Dimensions: 40.63 x 37.63″
Year: 2003
Media: encaustic on birch panel

In Raphaëlle Goethals’ encaustic on birch panel work, Borealis VII, Goethals suggests continuity by labeling the work with a seven, allowing viewers to determine whether the piece is part of a collection of similar works or has been titled to create a sense of nature’s ambiguity and mystery. While Goethals’ characteristic layering technique is evident, this work features a beautiful snowy white color—engaging through contrast with the idea of the colorful Aurora Borealis partially found in the title. Goethals plays with the linear and the organic within Borealis VII by layering a grid of equidistant dots over the formlessness of the background, creating an opportunity for the viewer to remain comfortable yet engaged without settling on a single focal point.

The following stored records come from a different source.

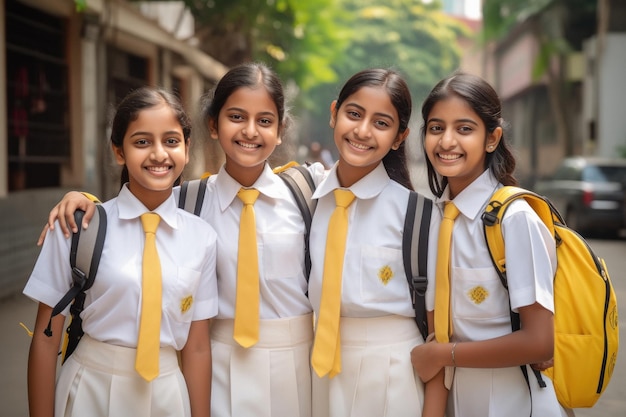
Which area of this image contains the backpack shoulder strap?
[44,204,106,336]
[70,204,107,291]
[482,186,552,287]
[274,165,317,281]
[178,175,209,216]
[402,191,433,340]
[44,204,107,361]
[481,186,544,386]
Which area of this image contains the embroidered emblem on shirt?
[378,265,393,285]
[180,295,193,313]
[467,285,489,304]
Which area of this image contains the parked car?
[534,157,626,236]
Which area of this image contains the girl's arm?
[28,303,65,417]
[181,319,212,417]
[37,191,96,242]
[411,311,448,417]
[413,303,554,381]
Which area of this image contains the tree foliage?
[134,0,467,148]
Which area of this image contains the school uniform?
[427,170,566,417]
[189,164,324,417]
[309,163,438,417]
[24,186,218,417]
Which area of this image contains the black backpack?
[178,162,433,340]
[44,204,107,363]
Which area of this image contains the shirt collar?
[215,163,284,211]
[117,184,178,229]
[437,169,501,220]
[313,162,391,200]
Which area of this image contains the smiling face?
[209,87,281,186]
[330,87,409,187]
[424,96,502,198]
[112,103,189,210]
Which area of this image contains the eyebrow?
[427,117,478,126]
[130,130,183,138]
[346,102,396,122]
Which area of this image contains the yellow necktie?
[311,189,354,378]
[233,188,259,347]
[435,201,459,343]
[135,213,162,381]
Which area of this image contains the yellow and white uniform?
[188,164,324,417]
[309,163,439,417]
[427,170,566,417]
[24,186,218,417]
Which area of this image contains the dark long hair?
[111,86,191,186]
[421,71,518,197]
[335,68,413,190]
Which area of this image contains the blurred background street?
[0,0,626,417]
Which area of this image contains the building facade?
[0,0,227,296]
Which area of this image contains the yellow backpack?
[482,187,619,408]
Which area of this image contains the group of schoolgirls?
[24,63,562,417]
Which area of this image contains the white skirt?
[312,315,424,417]
[447,366,574,417]
[211,314,313,417]
[54,335,191,417]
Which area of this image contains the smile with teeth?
[348,139,370,151]
[437,153,462,161]
[237,142,261,149]
[146,166,170,172]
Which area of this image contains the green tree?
[128,0,467,152]
[302,0,469,145]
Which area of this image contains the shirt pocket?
[452,267,510,320]
[164,266,201,323]
[360,245,409,303]
[260,233,304,280]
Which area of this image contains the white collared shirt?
[193,164,324,319]
[309,163,438,317]
[426,170,556,341]
[24,186,218,350]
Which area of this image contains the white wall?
[583,33,626,157]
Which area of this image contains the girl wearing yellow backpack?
[412,73,569,417]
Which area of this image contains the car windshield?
[582,165,626,184]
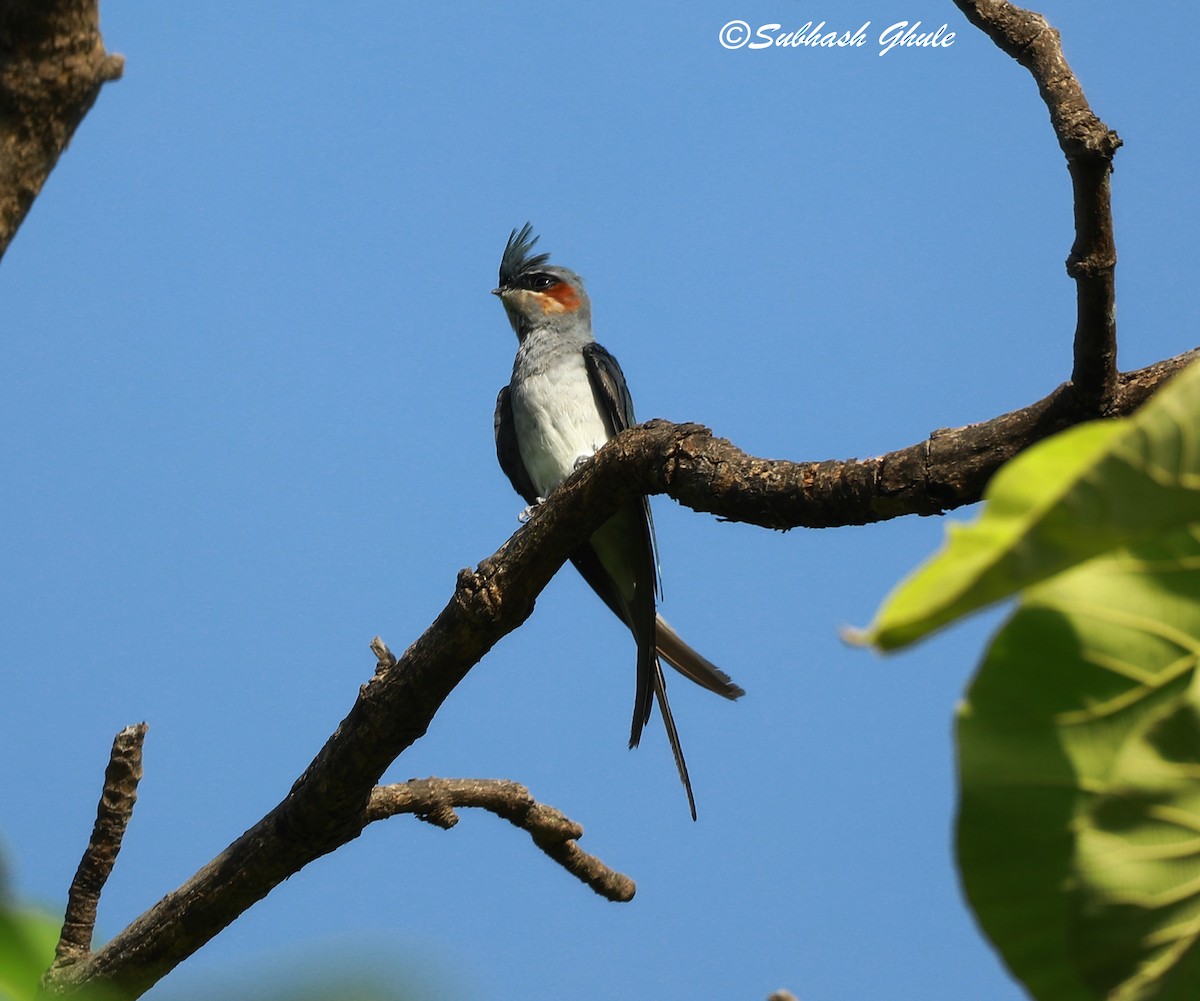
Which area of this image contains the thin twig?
[366,778,636,903]
[54,723,149,965]
[955,0,1121,415]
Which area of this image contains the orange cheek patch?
[539,282,580,313]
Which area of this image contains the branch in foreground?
[54,723,149,964]
[37,352,1198,997]
[954,0,1121,412]
[0,0,125,257]
[366,778,636,903]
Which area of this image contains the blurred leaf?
[852,364,1200,649]
[958,531,1200,1001]
[0,906,61,1001]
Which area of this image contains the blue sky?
[0,0,1200,1001]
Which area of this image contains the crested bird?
[492,223,745,820]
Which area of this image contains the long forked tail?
[654,616,745,696]
[654,659,696,820]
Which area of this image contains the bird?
[492,222,745,820]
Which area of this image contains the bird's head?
[492,222,592,338]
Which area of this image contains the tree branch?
[366,778,636,903]
[35,352,1196,997]
[54,723,149,965]
[954,0,1121,415]
[25,0,1196,997]
[0,0,125,258]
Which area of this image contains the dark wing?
[572,343,696,820]
[572,343,745,699]
[492,386,538,504]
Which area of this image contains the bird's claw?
[517,497,546,525]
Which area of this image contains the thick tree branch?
[954,0,1121,415]
[28,0,1195,996]
[0,0,125,258]
[54,723,149,964]
[37,353,1195,996]
[366,779,636,903]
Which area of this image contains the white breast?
[510,349,608,498]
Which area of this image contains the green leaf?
[0,906,61,1001]
[958,529,1200,1001]
[851,364,1200,649]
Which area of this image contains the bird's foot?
[517,497,546,525]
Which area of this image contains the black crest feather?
[500,222,550,288]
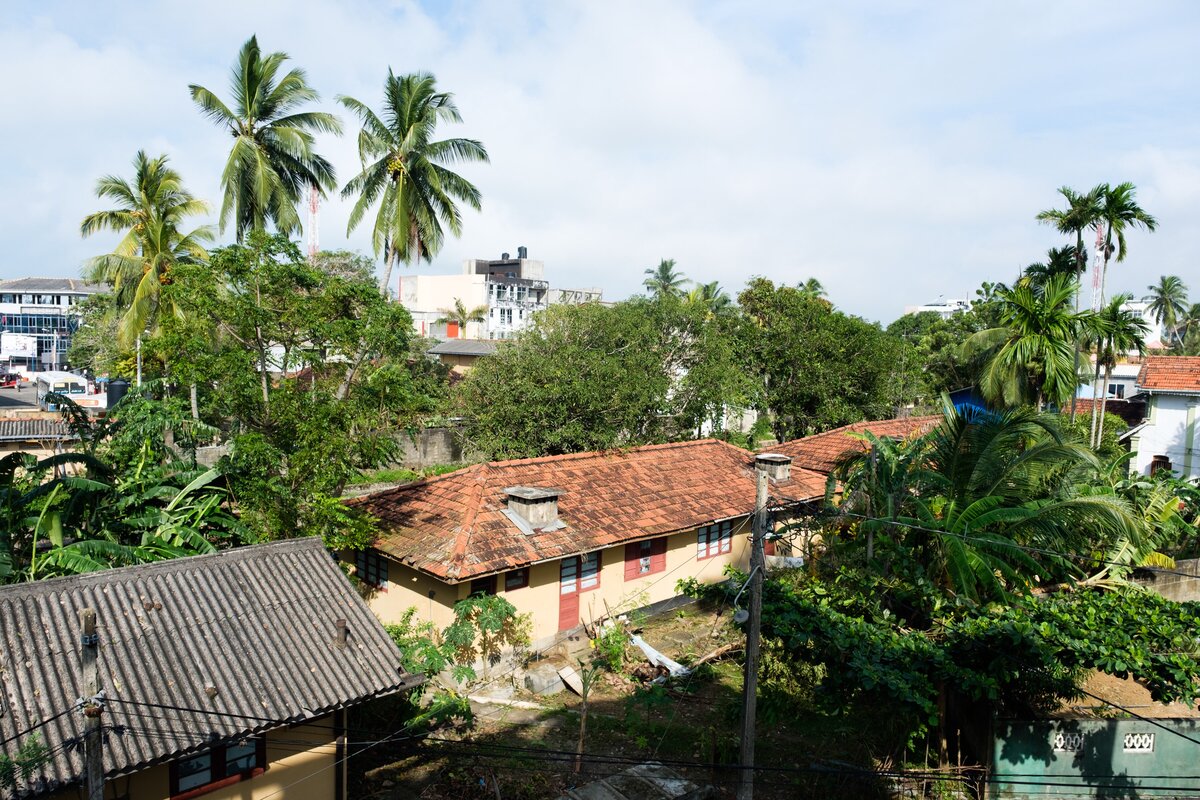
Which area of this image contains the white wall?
[1130,393,1200,477]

Raphaëlle Goethals is a self-described bicultural artist, who grew up in Belgium and left for the United States to pursue her artistic career in Los Angeles—culminating in her move to New Mexico where she has lived and produced work for the past twenty years. Due to her upbringing in an environment riddled with the artistic successes of Flemish Renaissance Artists and more contemporary individuals such as René Magritte, Goethals work often draws on this rich history, emphasizing a sense of process and creation in conjunction with art historical elements. Her work is best described as abstract, where Goethals gradually builds up detailed surfaces through layering wax and resin, incorporating elements from the present through each additional layer and the past by manipulating new layers to reveal the textures beneath. Goethals’ work redefines traditional ideas surrounding language and time and serves as a personal adaptation of a landscape, where her pieces visually explore the human mind rather than a geographical region. Goethals challenges viewers to limit the scope of information they take in and are frequently bombarded with by observing pieces that are reductive in nature and free viewers from external distractions.